Autor:Falcones, Ildefonso
Die sprache: deu
Format: epub
Herausgeber: C. Bertelsmann
veröffentlicht: 2014-03-14T04:00:00+00:00


22

Er könnte einfach so verschwinden, wie damals in Triana. Hatte er jemals irgendjemandem Erklärungen geben müssen? Er könnte genau in dem Moment verschwinden, in dem Nicolasa in Jabugo war. Sie würde zurückkommen, die Hütte leer vorfinden und begreifen, dass seine Warnungen schließlich wahr geworden waren. »Du hast mir doch gesagt, dass ich niemals einem Zigeuner trauen soll … Du lügst … du wirst bei mir bleiben.« Zuweilen hatte Nicolasa so geantwortet, als wollte sie Melchors Drohungen nicht ernst nehmen, und zuweilen hatte sie seinen Blick fixiert, um seine wahren Absichten zu erforschen. Er hatte ihr gesagt, dass sie ihn sterben lasse solle. Das hatte er ihr doch gesagt! Er war zum Sterben bereit gewesen. Er hatte sie gewarnt, dass er sie verlassen würde, doch sie wollte nicht auf ihn hören. Sie hatte ihn mit seiner eigentlich tödlichen Verletzung in die Hütte gebracht, hatte Nicolasa ihm später erzählt, als er wieder bei Bewusstsein war, nach vielen langen Tagen im Kampf gegen das Fieber und den Tod.

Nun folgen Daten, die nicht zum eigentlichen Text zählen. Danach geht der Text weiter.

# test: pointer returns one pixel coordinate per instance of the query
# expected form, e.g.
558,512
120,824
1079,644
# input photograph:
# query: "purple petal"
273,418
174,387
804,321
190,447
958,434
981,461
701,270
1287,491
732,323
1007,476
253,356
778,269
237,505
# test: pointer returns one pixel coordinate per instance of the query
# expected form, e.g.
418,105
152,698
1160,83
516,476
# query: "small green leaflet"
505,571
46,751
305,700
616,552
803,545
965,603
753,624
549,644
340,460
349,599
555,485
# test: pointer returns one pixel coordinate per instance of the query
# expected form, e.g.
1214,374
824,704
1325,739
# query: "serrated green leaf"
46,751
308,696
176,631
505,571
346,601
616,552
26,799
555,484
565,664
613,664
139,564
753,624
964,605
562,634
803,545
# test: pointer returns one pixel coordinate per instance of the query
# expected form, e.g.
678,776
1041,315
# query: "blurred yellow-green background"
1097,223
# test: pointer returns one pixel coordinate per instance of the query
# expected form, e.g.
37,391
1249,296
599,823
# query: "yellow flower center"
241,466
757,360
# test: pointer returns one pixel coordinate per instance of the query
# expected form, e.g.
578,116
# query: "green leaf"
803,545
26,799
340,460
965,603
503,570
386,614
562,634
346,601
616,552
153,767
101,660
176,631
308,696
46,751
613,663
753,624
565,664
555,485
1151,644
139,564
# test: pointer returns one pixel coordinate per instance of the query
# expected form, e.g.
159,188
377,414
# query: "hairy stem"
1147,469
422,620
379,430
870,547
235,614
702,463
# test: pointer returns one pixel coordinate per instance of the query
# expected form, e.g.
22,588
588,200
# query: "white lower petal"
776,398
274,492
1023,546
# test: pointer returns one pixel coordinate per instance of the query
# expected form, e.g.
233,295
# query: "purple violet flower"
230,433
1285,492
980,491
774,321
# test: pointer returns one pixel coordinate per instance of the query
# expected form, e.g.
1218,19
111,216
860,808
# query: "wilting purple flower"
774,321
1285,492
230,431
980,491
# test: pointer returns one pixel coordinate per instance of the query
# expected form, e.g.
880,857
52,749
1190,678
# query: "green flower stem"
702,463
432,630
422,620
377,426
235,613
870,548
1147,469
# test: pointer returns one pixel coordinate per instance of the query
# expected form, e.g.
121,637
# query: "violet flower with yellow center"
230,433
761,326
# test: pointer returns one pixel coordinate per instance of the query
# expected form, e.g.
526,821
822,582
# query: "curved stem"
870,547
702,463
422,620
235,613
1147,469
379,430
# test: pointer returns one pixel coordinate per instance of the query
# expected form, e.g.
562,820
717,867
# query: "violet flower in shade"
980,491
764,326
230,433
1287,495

Nicolasa hatte, das berichtete sie ihm auch, einen Wundarzt gesucht und für ihn das ganze Geld von Gordo ausgegeben, das Melchor geblieben war.

»Das ganze Geld?«, brüllte Melchor von seinem Lager auf dem Strohsack. Der Schmerz über den Verlust seines Geldbeutels ging tiefer als das reißende Stechen an den Nähten seiner Wunde.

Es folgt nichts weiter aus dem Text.